In other news, I haven't been writing or doing much of anything since NaNo ended. I wasn't doing much during the last week of NaNo besides putting myself on autopilot to bang out 1500 words a day. Yesterday I did try to study and actually sit in front of my computer thinking about writing. I guess that is better than nothing. The first step is always having the intention and opening the book or the blank page. I don't have much to do, so I will try again today. I don't expect to find my groove - as I mentioned in my last entry. At least not for a while. My only goal is to understand myself; understand why, when I have the desire, I cannot find the will. I refuse to accept that this is just the way it is.

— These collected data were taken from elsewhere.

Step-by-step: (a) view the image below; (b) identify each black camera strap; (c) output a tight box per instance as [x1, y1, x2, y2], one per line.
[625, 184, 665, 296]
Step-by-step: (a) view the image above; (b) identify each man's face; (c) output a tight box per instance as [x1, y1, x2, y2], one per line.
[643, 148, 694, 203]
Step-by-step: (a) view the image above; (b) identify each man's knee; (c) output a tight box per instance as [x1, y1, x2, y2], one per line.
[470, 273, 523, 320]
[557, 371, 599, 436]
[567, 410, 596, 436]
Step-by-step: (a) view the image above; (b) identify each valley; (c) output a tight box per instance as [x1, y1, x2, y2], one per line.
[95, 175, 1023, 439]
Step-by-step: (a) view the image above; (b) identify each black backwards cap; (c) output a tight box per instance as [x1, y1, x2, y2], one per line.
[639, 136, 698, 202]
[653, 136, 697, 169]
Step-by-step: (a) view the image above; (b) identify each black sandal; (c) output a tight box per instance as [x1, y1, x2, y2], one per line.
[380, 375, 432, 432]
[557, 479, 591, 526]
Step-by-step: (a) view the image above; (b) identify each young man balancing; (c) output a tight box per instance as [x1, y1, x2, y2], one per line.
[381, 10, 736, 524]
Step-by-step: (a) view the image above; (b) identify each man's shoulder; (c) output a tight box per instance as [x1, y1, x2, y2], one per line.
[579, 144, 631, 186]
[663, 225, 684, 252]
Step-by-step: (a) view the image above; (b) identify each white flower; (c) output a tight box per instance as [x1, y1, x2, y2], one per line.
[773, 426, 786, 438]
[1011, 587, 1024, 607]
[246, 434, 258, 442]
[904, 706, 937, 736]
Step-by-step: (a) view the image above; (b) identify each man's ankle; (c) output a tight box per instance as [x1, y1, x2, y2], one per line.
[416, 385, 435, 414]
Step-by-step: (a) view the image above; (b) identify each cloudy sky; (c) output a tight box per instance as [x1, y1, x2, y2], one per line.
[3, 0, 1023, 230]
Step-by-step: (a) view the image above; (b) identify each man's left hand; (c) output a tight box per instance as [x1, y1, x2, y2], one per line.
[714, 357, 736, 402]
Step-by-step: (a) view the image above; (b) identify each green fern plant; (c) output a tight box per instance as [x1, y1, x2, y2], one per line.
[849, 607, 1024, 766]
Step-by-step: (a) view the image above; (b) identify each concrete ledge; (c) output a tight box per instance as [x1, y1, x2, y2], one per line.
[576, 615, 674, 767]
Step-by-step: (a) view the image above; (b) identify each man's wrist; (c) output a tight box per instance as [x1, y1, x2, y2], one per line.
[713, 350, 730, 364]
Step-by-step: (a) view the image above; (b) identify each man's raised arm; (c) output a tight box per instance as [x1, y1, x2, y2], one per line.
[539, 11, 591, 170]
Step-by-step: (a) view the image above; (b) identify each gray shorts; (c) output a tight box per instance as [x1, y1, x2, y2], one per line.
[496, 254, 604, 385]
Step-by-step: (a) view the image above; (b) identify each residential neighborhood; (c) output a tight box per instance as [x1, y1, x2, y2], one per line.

I no longer allow computer games after 5pm. It was one of the causes of my being unable to sleep even if I was going to bed at a fairly reasonable hour. Around midnight is actually early for me, given that when I'm working my typical bedtime is between 2am-3am. After sleeping badly, nay I say, horribly, for three or four nights in a row I had to change something. It seems to be helping somewhat, though tonight will only be day three.

The biddies finally went their separate ways.

As I'm almost 40 I often think about at what age someone becomes a biddy. Is it 65? The age of retirement? 70? 80? Is it a state of mind? Because if it is, I'm probably already a biddy even though I look 30. When will some middle-aged women who acts like a 20-something stare out her window at me with disgust and think "ugh, that old biddy is at it again."